Chinese transcription(s)
- • Simplified: 荷叶镇
- • Traditional: 荷葉鎮
- • Pinyin: Héyè Zhèn
- Heye Town Location in Hunan
- Coordinates: 25°30′28″N 112°42′16″E﻿ / ﻿25.50778°N 112.70444°E
- Country: China
- Province: Hunan
- Prefecture: Chenzhou
- County: Guiyang County

Area
- • Total: 80.4 km^{2} (31.0 sq mi)
- Elevation: 585 m (1,919 ft)

Population (2011)
- • Total: 27,600
- • Density: 343/km^{2} (889/sq mi)
- Time zone: UTC+8 (China Standard)
- Postal code: 424418
- Area code: 0735

= Heye, Guiyang County =

Heye Town (荷叶镇) is a rural town in Guiyang County, Hunan, China. As of the 2011 census it had a population of 27,600 and an area of 80.4 km2. It borders Lutang Town in the east and north, Jinjiang Town in the south, and Fangyuan Town in the west.

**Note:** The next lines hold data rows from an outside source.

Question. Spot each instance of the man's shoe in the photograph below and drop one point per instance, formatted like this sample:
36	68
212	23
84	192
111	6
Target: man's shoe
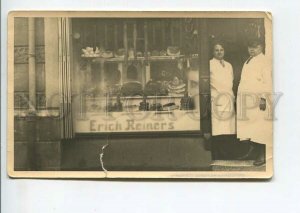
247	155
259	162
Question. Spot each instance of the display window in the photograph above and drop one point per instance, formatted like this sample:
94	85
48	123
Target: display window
134	76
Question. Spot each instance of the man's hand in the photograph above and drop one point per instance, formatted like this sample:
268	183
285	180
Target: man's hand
207	136
263	104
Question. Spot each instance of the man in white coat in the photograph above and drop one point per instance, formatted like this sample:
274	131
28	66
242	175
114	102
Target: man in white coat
222	108
253	108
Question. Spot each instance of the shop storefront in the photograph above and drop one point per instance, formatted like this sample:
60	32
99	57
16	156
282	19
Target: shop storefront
134	87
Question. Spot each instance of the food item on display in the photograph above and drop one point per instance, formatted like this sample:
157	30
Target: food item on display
173	51
139	54
131	53
89	52
120	53
176	86
163	53
155	89
144	105
186	102
156	107
155	53
107	54
170	106
132	88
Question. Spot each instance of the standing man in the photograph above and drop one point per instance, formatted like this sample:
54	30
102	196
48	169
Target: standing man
223	113
253	120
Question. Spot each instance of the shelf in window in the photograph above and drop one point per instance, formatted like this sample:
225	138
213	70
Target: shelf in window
138	97
122	59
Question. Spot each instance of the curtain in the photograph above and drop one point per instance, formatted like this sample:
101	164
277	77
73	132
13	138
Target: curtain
64	46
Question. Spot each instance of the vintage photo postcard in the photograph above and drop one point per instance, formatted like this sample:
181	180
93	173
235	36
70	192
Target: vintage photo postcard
140	95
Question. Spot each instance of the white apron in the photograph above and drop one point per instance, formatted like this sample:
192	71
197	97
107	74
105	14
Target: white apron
255	83
222	98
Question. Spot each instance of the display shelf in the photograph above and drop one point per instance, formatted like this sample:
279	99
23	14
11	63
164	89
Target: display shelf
122	59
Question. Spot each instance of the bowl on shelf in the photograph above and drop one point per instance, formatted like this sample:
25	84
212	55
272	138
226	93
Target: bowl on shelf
107	54
173	51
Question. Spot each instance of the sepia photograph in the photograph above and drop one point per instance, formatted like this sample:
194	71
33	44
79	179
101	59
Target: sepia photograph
140	95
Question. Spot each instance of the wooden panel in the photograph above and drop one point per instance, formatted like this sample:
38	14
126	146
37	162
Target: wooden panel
48	155
21	31
21	81
48	129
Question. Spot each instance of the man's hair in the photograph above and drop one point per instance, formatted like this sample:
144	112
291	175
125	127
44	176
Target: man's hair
255	42
218	43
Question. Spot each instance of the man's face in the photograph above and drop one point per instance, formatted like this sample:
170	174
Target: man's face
254	51
218	52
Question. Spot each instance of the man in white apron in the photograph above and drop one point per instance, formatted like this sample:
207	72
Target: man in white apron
222	104
253	111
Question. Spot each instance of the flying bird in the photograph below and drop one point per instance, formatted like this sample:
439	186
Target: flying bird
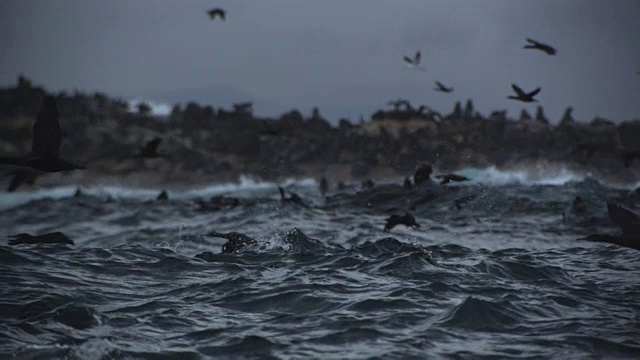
550	50
45	149
217	12
447	178
415	62
441	88
22	177
407	219
150	150
522	96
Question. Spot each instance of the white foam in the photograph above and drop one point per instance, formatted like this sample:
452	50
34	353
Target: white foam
245	186
536	175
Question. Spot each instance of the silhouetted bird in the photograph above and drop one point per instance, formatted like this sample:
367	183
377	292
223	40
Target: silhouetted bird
628	221
451	178
150	150
45	239
324	185
235	241
217	12
464	201
78	193
293	197
629	157
522	96
217	203
407	183
407	219
540	46
415	62
21	177
45	149
441	88
367	184
164	195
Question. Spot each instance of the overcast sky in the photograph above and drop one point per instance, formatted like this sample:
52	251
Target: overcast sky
344	56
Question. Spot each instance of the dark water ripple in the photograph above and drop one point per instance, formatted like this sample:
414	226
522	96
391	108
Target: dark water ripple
501	278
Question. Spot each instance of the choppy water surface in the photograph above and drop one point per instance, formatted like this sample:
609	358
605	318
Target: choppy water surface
502	277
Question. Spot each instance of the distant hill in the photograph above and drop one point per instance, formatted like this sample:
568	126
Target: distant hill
217	96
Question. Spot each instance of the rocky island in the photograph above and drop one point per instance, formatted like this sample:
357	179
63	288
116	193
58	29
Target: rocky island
202	144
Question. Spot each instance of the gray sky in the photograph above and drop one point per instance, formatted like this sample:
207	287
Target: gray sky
344	56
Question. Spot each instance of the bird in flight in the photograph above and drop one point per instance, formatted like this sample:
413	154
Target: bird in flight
217	12
522	96
532	44
441	88
415	62
22	177
150	150
45	149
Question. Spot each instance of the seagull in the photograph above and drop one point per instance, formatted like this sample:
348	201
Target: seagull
235	241
415	62
522	96
217	12
447	178
293	197
550	50
441	88
407	219
150	150
22	177
44	156
628	221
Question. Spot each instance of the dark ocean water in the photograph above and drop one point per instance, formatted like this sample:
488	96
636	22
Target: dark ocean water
503	277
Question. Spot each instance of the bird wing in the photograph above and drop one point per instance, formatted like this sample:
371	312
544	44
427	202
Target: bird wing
534	92
46	130
518	90
626	219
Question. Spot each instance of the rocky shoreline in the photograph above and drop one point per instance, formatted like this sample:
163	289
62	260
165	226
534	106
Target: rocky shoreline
203	145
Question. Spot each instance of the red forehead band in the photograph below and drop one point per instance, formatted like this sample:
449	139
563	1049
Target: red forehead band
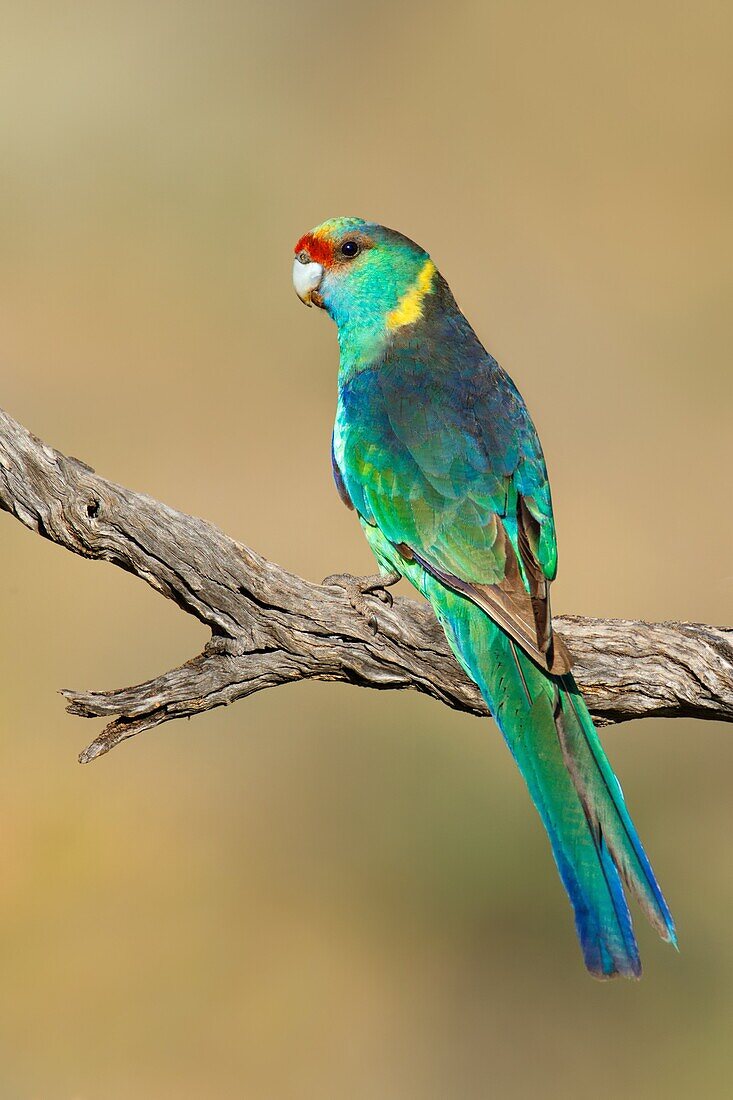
320	249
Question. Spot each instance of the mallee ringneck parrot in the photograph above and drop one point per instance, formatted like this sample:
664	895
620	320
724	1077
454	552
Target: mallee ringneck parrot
436	452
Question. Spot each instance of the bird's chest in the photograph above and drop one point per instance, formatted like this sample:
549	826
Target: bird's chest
360	444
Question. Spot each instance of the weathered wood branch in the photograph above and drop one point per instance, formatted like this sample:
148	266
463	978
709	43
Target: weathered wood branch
270	627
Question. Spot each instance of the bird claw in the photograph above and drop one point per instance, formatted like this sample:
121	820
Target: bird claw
358	589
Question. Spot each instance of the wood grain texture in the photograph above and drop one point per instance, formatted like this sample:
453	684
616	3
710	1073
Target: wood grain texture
271	627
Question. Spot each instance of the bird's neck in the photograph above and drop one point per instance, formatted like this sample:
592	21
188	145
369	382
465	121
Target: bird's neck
370	323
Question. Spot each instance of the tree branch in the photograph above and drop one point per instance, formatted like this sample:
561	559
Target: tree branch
270	627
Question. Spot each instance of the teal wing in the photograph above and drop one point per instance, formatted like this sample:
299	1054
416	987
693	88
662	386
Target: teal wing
448	464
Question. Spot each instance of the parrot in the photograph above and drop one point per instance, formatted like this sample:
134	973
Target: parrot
435	451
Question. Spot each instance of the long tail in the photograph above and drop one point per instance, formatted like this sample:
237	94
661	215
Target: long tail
550	734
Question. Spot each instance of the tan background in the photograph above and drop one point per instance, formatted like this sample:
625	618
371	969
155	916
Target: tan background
323	892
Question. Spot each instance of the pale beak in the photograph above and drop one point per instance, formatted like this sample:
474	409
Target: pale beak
306	281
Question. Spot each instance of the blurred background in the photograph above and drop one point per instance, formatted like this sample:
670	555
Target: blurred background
325	892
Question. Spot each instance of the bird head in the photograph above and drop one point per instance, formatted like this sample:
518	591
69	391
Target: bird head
365	276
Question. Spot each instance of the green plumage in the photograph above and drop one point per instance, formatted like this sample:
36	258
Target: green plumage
435	449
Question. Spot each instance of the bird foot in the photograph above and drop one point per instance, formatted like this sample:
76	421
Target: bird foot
359	587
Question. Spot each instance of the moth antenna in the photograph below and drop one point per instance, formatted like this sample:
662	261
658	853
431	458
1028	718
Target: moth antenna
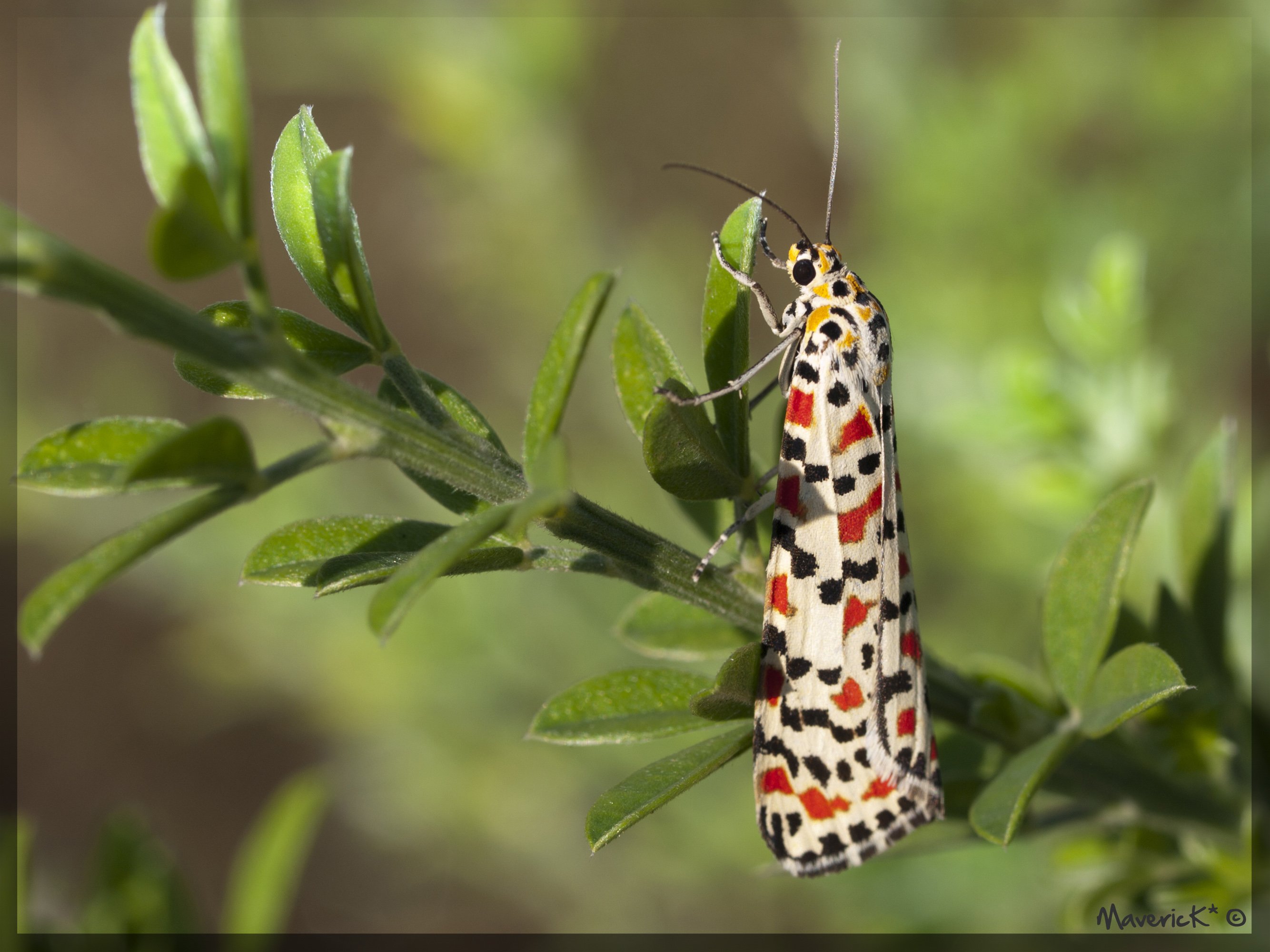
744	187
833	167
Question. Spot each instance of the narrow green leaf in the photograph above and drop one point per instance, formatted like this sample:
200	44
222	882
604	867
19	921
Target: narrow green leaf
320	253
661	783
660	626
329	349
1207	496
1082	596
216	451
460	408
223	94
342	243
67	589
725	330
90	459
624	707
642	361
1127	684
271	860
559	368
734	690
169	132
189	237
684	452
341	553
999	810
392	602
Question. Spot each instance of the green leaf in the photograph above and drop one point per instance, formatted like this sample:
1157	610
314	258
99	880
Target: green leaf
624	707
559	368
658	783
1207	497
90	459
660	626
269	863
216	451
63	592
169	131
999	810
1127	684
642	361
342	243
1082	596
223	94
189	237
341	553
136	886
468	417
392	602
318	225
734	690
684	454
725	330
329	349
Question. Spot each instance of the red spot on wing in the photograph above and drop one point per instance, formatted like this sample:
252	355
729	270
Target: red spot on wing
773	684
776	781
878	789
855	614
799	409
786	496
779	593
856	429
911	645
851	524
818	808
850	697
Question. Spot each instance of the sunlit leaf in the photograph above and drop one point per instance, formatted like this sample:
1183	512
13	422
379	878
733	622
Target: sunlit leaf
660	626
90	459
642	704
271	860
559	368
684	454
725	330
642	361
732	697
1127	684
216	451
1082	596
658	783
999	810
329	349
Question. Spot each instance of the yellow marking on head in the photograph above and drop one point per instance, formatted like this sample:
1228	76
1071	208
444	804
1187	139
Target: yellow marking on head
816	319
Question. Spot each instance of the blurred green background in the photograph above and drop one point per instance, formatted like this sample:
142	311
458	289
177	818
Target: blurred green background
1054	211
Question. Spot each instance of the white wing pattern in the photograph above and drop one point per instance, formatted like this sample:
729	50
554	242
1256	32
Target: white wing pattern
845	761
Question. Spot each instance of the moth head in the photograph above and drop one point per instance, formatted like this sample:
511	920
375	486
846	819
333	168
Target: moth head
808	265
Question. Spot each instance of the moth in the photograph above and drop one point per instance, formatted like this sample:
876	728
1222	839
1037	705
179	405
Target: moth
845	758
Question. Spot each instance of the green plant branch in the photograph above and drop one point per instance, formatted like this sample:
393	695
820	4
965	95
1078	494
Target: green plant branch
63	592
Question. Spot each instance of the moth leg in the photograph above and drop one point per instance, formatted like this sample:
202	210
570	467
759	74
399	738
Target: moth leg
766	501
765	305
733	387
767	249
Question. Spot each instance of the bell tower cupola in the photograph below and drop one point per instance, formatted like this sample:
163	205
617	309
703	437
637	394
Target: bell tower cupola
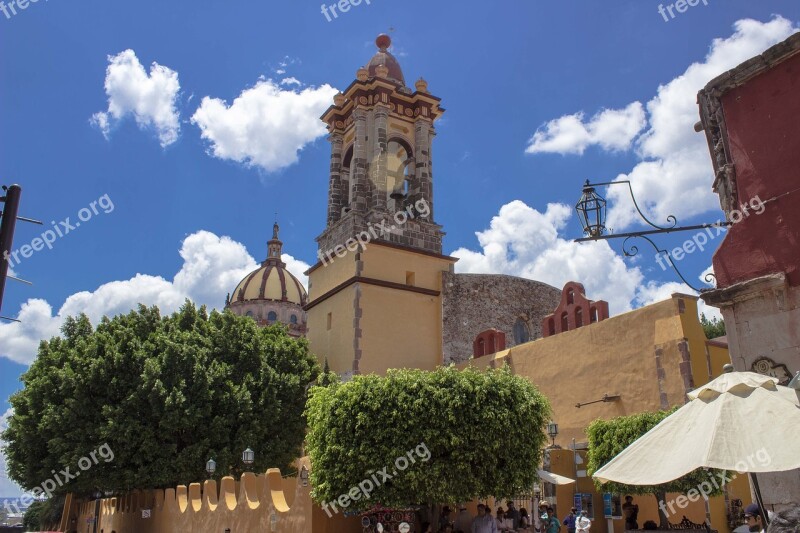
381	133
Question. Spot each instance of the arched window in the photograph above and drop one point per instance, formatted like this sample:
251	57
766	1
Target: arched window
398	174
346	176
521	332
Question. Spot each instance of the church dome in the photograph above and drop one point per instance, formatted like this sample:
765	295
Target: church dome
271	281
383	57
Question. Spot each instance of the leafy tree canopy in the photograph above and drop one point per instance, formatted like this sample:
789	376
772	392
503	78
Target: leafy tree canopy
164	394
484	433
608	438
713	328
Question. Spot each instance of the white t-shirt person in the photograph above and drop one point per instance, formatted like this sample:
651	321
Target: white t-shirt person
582	523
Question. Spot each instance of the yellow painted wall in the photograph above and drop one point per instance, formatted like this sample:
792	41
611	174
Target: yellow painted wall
336	343
616	356
257	503
400	330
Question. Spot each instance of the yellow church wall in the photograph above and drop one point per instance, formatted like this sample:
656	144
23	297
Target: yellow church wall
389	316
256	503
400	330
334	343
392	264
326	277
636	355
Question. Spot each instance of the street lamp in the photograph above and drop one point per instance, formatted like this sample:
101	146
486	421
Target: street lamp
552	430
248	457
591	210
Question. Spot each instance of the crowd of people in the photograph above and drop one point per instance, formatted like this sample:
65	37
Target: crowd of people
508	520
511	519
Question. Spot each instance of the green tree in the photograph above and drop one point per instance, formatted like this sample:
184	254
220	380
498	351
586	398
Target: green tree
483	431
608	438
163	394
31	520
713	328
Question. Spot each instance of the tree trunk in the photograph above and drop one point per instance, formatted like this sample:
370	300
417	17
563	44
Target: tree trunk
663	521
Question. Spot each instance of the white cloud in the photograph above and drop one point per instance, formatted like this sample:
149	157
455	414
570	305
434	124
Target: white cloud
265	126
522	241
612	129
212	266
150	99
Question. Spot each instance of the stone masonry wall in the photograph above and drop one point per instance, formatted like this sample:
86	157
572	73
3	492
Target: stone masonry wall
472	303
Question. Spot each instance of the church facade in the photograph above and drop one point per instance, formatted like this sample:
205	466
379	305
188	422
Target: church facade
382	294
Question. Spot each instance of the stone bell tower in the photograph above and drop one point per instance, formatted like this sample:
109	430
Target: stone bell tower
375	303
381	134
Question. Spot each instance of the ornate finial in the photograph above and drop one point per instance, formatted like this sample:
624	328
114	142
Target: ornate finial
383	42
382	71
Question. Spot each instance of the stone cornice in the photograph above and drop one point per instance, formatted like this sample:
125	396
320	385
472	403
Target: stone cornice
369	281
379	92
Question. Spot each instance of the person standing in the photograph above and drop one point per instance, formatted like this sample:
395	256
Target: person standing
753	519
463	520
512	513
484	522
553	525
569	520
630	511
524	519
582	523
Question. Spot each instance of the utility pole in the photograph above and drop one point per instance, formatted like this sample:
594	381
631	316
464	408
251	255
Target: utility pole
7	224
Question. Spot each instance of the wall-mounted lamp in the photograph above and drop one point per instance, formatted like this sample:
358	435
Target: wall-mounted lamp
605	399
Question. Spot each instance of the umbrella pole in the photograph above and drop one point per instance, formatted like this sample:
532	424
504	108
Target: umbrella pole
759	500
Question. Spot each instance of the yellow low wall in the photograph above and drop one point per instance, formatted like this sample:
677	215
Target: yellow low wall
255	503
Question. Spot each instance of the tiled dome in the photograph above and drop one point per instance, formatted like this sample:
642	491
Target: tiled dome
271	281
383	57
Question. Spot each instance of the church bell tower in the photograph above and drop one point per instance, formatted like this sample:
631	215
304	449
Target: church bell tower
375	295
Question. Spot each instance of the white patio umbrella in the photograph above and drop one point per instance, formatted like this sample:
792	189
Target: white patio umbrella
740	421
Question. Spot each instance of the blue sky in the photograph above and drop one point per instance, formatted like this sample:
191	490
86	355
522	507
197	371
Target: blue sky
186	178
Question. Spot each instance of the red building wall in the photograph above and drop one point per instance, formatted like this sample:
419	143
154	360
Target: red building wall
764	144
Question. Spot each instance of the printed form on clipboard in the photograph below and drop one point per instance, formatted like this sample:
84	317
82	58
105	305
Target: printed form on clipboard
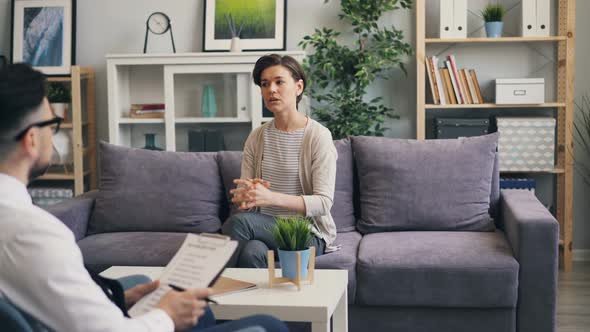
198	264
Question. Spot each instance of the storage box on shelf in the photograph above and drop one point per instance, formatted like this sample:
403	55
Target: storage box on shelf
201	93
561	104
526	144
77	170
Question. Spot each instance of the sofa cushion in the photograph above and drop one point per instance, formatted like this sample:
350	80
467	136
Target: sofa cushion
343	208
435	185
130	248
343	259
437	269
157	191
230	168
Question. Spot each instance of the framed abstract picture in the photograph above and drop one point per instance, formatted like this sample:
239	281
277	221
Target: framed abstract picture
43	34
261	24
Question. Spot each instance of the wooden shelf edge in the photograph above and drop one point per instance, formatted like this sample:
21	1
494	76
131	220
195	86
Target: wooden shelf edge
495	40
210	120
140	121
489	105
553	171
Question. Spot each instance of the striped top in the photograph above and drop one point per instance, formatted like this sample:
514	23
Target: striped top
280	165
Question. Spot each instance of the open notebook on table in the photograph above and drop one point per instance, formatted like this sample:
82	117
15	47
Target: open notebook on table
225	285
198	264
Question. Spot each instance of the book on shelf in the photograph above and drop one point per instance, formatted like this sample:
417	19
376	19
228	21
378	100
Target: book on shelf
449	85
455	72
476	84
147	111
432	80
465	85
471	86
444	86
439	85
454	82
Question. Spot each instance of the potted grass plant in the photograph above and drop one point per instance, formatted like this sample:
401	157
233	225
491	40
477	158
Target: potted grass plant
293	235
59	98
493	14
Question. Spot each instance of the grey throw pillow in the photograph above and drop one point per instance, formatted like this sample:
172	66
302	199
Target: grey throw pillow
156	191
435	185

==Administrative division==
As of 2011, it include 15 villages: Xinshi (新市村), Xintang (新塘村), Gantang (干塘村), Laopu (老铺村), Lianglukou (两路口村), Tanxi (潭溪村), Gaoshan (高山村), Shuibian (水边村), Shangchong (上冲村), Heye (荷叶村), Shantian (山田村), Tangjiadong (塘家洞村), Shuiyuan (水源村), Xiagu (下故村), and Tangjia (唐家村), and 2 communities: Shentangyu (神堂圩) and Heye Coal Mine (荷叶煤矿).

==History==
In 1527 during the Ming dynasty, it known as "Chaozongli" (南乡朝宗里). In 1640, it belonged to Jinshan Township (金三乡). In 1930 it came under the jurisdiction of the Second District of Guiyang County. After the founding of the Communist State in 1956, Heye Township was established. In July 1961 it was renamed "Heye People's Commune". In July 1996 it was upgraded to a town.

==Geography==
The average altitude of Heye is 585 m above sea level. The highest point in the town is Jinxianzhai (金仙寨), which, at 1250 m above sea level. The lowest point is Guanxiashui (观下水), which stands 280 m above sea level.

The town has a subtropical humid monsoon climate. The frost-free period averaged 200 days per year. The average annual sunshine is 1800 hours. The annual average precipitation is 1400 to 1700 mm.

==Economy==
The town's main industries are agriculture and mining. Coal and graphite are major mineral resources. The main cash crops are rice, konjac, ginger, chili pepper and kiwifruit.

==Education==
As of 2011, there are 10 kindergartens, 15 primary schools and one middle school in the town.

==Culture==
Huaguxi is the most influential local theater.

==Attractions==
The main attractions are the Chaoquan (潮泉) and Jinxianzhai.

==Transportation==
The Provincial Highway S214 passes across the town north to south.